The second group of losers is employees of Rent The Runway. Not the founders, they’ll do well because even if the value declines from the $1 billion valuation, it’s way above the minimal value they got their stock at. But employees who came in later, and who are counting on the value of their stock options for their nest egg, will find that if the price of their options is based on the more recent fundraising, when the time comes for them to realize on their investment it will be worth little to nothing.
If you’re reading this and you work at Rent The Runway, I’m talking to you. You should stop counting on your options as real value, especially if you joined the company in the last year or two. Find out if you can what the strike price is on your options and what valuation is implied by that price. If possible, connect on LinkedIn to people who have worked at Gilt Groupe and ask them how they made out on their options. You may not like the answers but you won’t regret the exercise.

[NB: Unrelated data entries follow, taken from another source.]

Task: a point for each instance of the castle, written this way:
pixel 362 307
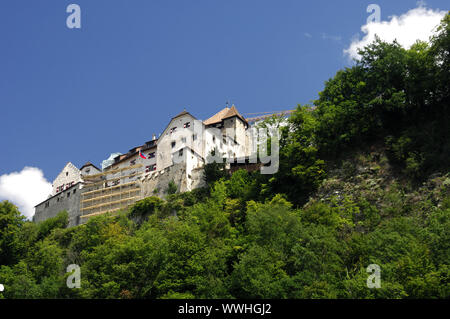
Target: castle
pixel 177 156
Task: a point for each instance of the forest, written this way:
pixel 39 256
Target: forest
pixel 364 178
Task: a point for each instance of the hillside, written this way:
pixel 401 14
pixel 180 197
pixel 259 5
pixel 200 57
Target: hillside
pixel 364 178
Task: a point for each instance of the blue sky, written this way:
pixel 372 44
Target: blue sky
pixel 80 94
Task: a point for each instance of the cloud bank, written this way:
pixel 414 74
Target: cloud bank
pixel 416 24
pixel 25 189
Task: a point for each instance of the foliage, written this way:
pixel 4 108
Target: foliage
pixel 249 235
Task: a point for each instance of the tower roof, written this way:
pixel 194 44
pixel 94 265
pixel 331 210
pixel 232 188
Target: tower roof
pixel 224 114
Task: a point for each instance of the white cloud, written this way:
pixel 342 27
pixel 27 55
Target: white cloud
pixel 25 189
pixel 416 24
pixel 335 38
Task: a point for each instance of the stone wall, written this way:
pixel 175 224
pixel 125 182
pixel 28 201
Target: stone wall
pixel 68 200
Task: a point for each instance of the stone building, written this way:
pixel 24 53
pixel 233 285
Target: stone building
pixel 177 156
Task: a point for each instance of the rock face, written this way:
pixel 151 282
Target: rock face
pixel 370 177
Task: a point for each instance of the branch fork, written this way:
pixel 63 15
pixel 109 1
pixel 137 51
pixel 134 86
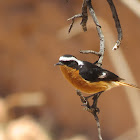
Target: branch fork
pixel 84 15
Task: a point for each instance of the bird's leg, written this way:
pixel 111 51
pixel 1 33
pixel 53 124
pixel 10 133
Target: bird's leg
pixel 83 99
pixel 95 100
pixel 95 94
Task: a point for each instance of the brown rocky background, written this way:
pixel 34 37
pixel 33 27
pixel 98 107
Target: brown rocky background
pixel 34 93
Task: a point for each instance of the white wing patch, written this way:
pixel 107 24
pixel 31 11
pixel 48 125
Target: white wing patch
pixel 103 75
pixel 63 58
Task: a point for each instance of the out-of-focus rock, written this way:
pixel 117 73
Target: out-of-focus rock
pixel 26 129
pixel 3 111
pixel 78 137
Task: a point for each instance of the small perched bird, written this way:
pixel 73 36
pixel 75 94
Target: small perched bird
pixel 88 77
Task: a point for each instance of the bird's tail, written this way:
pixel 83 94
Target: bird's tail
pixel 126 84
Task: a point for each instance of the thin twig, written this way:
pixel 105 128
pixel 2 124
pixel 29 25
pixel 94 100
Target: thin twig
pixel 73 18
pixel 84 16
pixel 101 36
pixel 117 23
pixel 92 109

Wall Street is known as a cutthroat place for good reason, financial markets are merciless. On the way up, it’s a great ride but sometimes the ride isn’t justified by fundamental values. That can happen when different types of businesses like dress companies and data companies are conflated. Eventually, the uninitiated investor wises up, the ball rolls back down the hill and getting out of the way is the move. I like Rent The Runway and it provides a great service. The business can grow and it can be a very successful company. Over time, it will have imitators and competitors. But the valuation doesn’t reflect the way world works. Eventually, investors will measure the company on its profits and when that happens, the valuation will get adjusted, one way or the other.